Joe gave me a paternalistic look as he filled our cups. One of the few things Joe could be counted on was to always have fresh coffee on hand. This time of night I'm sure he was losing money on each cup. Business always seemed to lull around midnight and stayed dead until the bars closed at two. I asked him once why he bothered to stay open that late. He insisted there was always someone who needed good coffee, and, if they were out that late, they probably needed it more than most. Since that time, I've parked myself on his barstool more than once, nursing a bottomless cup. Joe was polite enough never to ask, although I'm sure he realized on those nights that I was there because whatever plans I had for sleeping arrangements had fallen through. It's not that I'm too hoity to plant myself and my sleeping bag behind a bush in the park, but sometimes sleep just doesn't seem worth the hassle.
I wrapped my fingers gratefully around my mug, and looked up at him.
"Aw, shit, Betsy." He handed me a towel and a glass of ice. He gave Howard a glance, unable to completely hide his contempt. I knew he thought that Howie was a John I had brought in. "If you needed the money, you could have asked."
I felt my cheeks burn as I put together a makeshift ice pack and dabbed at my lip. "It wasn't like that Joe." Not this time, I silently added. Unfortunately, Joe was all-too-aware of my occasional desperate attempt at cash acquisition. Every once in a while I'd had to resort to a quick $20 blowjob to keep myself in such luxuries as food and clothes. Quarter-a-cup coffee tips only bought a girl so much finery. Up to now I hadn't had to go any further into the street life, but times were getting desperate, and I didn't like the picture of the future I was seeing for myself.
Introductions were apparently in order.
"Joe, this is Howard. Howard, Joe. Joe owns this place. Joe, Howard saved my bacon tonight, but in the process he sacrificed his wallet to the gods of street thuggery. I'm supposed to be buying him coffee. But, um..." I suddenly realized that I no longer had my purse. I must have lost it when the jackass knocked me down.

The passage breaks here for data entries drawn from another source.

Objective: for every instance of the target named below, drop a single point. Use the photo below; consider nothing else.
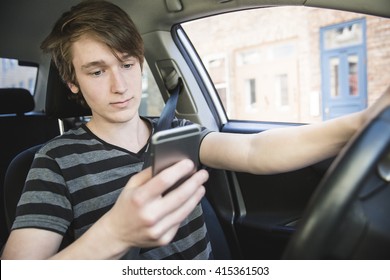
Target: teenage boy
(87, 184)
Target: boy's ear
(73, 88)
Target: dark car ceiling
(26, 22)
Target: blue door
(344, 79)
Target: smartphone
(175, 144)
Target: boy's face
(112, 88)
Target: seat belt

Joe nodded. "No sweat, Betsy. You can owe me. Nice to meetcha, Howard." A quick nod, and Joe left us to resume our awkward silences.
"I... ," I started.
"Um... ," he began.
Good. That's always good for a laugh and an icebreaker. I started over. "Look, Howard. I don't know what possessed you to step in like that, but it was brilliant-you were brilliant. I was dead meat out there. I have no idea how I'll ever pay you back."

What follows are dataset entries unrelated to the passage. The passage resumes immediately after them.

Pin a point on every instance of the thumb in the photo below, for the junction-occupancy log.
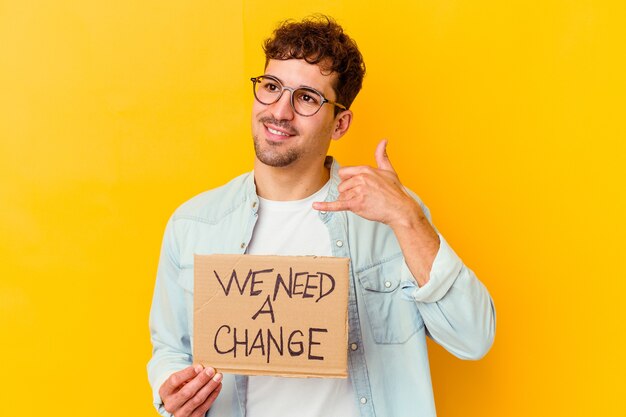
(382, 160)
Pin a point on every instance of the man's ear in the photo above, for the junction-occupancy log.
(342, 123)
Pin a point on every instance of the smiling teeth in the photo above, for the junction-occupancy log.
(276, 132)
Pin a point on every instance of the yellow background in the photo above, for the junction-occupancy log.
(507, 117)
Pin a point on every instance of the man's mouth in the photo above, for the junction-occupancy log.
(276, 132)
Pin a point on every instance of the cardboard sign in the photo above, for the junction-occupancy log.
(271, 315)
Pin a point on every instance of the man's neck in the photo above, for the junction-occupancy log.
(289, 183)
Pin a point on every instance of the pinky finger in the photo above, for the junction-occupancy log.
(204, 407)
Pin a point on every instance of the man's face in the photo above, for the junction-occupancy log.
(281, 136)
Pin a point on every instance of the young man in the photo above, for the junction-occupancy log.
(405, 281)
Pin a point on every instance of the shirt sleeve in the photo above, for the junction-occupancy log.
(456, 307)
(169, 325)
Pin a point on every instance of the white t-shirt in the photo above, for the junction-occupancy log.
(295, 228)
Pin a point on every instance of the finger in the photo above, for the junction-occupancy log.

He had the decency to look offended, or shocked, or both. "There's no need to pay me back, Betsy."
"No. I pay my debts. We'll have to work something out." I was fully aware, and embarrassed, at the implication I was making. Well, old habits and all that.
He nodded. "Fine. Until then, talk to me. Do you live around here?"
I contemplated my answer. Honesty didn't really seem to be the best policy here. "Yeah. Not far. Just around the corner." It was almost true. I kept a locker at the bus terminal around the corner. One dollar a week, as long as I only opened it once every seven days.
Something dark passed behind his eyes. "Bullshit, Betsy. There's nothing but abandoned buildings and businesses and the bus depot around this block. If you're going to start out by lying to me, let's just say 'nice to meetcha' and we'll go our separate ways." He started to stand. "Keep the jacket. I'll get another one."
Fuck. Some woman really screwed him over, and I couldn't stand the contempt in his voice. "Wait. Howard. Please. Sit down. Let's start over."
He stopped and sat back into the booth. "Fine. How old are you, Betsy."